Maya menggenggam tangan Damar erat-erat. "Jadi... itu dia? Arwah Nyai Sari yang mengganggu kita?" tanyanya dengan suara bergetar.
Pak Rusdi mengangguk pelan. "Kemungkinan besar. Tapi dendam sebesar itu tidak mudah dihapuskan. Jika kalian ingin menyelesaikannya, kalian harus memutuskan kutukannya."
Ritual Penebusan
Damar dan Maya kembali ke rumah tua itu, membawa bunga melati, dupa, dan kain putih seperti yang disarankan Pak Rusdi.

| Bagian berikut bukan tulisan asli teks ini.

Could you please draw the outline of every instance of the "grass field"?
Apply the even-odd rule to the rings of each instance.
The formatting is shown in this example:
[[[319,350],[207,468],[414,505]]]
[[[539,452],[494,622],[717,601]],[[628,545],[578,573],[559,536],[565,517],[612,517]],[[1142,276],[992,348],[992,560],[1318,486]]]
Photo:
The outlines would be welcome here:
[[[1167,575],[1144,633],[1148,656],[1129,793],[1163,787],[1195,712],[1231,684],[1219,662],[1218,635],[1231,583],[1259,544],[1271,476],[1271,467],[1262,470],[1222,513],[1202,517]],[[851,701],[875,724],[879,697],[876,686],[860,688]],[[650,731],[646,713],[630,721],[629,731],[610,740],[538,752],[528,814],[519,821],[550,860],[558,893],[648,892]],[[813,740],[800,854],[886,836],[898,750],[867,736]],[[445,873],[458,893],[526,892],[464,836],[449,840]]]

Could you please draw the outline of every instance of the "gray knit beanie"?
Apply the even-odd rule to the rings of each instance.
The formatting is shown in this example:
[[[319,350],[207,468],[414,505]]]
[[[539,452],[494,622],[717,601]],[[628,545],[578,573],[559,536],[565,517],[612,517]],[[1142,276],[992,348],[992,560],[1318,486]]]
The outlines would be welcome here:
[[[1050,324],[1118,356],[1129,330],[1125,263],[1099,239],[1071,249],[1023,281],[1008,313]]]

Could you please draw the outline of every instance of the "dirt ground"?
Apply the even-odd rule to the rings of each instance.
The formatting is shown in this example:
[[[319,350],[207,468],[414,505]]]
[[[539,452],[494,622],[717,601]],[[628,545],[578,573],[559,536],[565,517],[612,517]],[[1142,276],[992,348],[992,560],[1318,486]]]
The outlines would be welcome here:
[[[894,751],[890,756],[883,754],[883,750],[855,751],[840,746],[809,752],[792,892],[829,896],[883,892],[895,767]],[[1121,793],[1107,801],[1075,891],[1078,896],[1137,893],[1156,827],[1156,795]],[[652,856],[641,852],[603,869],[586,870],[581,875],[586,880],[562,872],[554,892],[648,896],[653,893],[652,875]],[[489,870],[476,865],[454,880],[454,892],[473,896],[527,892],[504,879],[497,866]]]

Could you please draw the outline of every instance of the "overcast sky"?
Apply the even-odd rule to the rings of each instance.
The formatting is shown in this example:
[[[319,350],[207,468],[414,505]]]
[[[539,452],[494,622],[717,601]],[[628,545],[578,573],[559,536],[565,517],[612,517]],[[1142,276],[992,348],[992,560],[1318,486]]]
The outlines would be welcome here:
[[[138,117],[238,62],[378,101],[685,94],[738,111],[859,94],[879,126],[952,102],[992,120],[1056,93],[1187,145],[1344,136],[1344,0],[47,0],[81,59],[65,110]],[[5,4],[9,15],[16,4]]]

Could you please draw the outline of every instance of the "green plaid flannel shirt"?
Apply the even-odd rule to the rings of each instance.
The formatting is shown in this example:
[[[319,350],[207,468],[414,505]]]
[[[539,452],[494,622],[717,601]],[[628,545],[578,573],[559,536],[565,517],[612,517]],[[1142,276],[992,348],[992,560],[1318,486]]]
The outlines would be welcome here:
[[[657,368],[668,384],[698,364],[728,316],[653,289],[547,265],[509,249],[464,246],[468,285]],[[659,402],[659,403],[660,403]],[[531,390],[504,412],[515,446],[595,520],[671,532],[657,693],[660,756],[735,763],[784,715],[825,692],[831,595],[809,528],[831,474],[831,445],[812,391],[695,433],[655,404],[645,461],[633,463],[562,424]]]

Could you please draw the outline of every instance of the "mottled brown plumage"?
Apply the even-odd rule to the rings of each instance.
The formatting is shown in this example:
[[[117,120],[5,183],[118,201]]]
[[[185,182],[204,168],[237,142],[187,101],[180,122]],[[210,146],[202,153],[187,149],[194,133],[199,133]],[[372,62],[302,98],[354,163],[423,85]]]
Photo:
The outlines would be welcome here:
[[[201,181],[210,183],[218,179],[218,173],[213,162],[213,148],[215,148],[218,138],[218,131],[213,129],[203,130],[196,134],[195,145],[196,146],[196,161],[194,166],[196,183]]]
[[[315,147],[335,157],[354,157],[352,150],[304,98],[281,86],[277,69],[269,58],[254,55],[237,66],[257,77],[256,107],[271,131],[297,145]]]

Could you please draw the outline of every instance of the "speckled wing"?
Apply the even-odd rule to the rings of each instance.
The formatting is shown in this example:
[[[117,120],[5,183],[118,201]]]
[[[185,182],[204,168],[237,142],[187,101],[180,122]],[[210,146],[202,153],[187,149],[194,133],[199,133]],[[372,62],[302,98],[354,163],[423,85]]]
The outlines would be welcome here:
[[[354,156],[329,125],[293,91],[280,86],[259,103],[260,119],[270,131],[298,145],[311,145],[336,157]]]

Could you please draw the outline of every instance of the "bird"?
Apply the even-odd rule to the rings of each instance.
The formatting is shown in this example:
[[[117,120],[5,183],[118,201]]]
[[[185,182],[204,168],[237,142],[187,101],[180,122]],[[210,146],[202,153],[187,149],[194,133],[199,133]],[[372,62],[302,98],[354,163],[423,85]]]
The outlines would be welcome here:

Di tengah ruangan tempat cermin itu hancur, Damar mulai mengatur benda-benda ritual. Ia menggambar pentagram di lantai dengan kapur putih, menempatkan setiap benda di sudutnya.
"Kita harus memanggil arwahnya," kata Damar sambil menyalakan dupa.
Maya menelan ludah. "Kamu yakin ini aman?"
Damar menggeleng. "Tidak. Tapi ini satu-satunya cara."
Ia menutup matanya dan mulai mengucapkan mantra dari sebuah buku tua yang ditemukan di dalam kotak di gudang. Perlahan, suasana ruangan berubah. Angin dingin berhembus meski tidak ada jendela yang terbuka. Lampu yang tadinya redup kini berkedip-kedip dengan ritme aneh.
Bayangan seorang wanita muncul di tengah pentagram. Sosoknya menyerupai Nyai Sari, dengan wajah penuh amarah namun juga dipenuhi kesedihan. Mata merahnya bersinar menembus kegelapan.
"Apa yang kau inginkan dariku?" suaranya bergema, serak namun memikat.
Damar berdiri tegap. "Kami tahu dendam yang kau simpan. Tapi dendam ini hanya membuatmu terjebak di sini. Kau bisa bebas, tapi kau harus melepaskan amarahmu."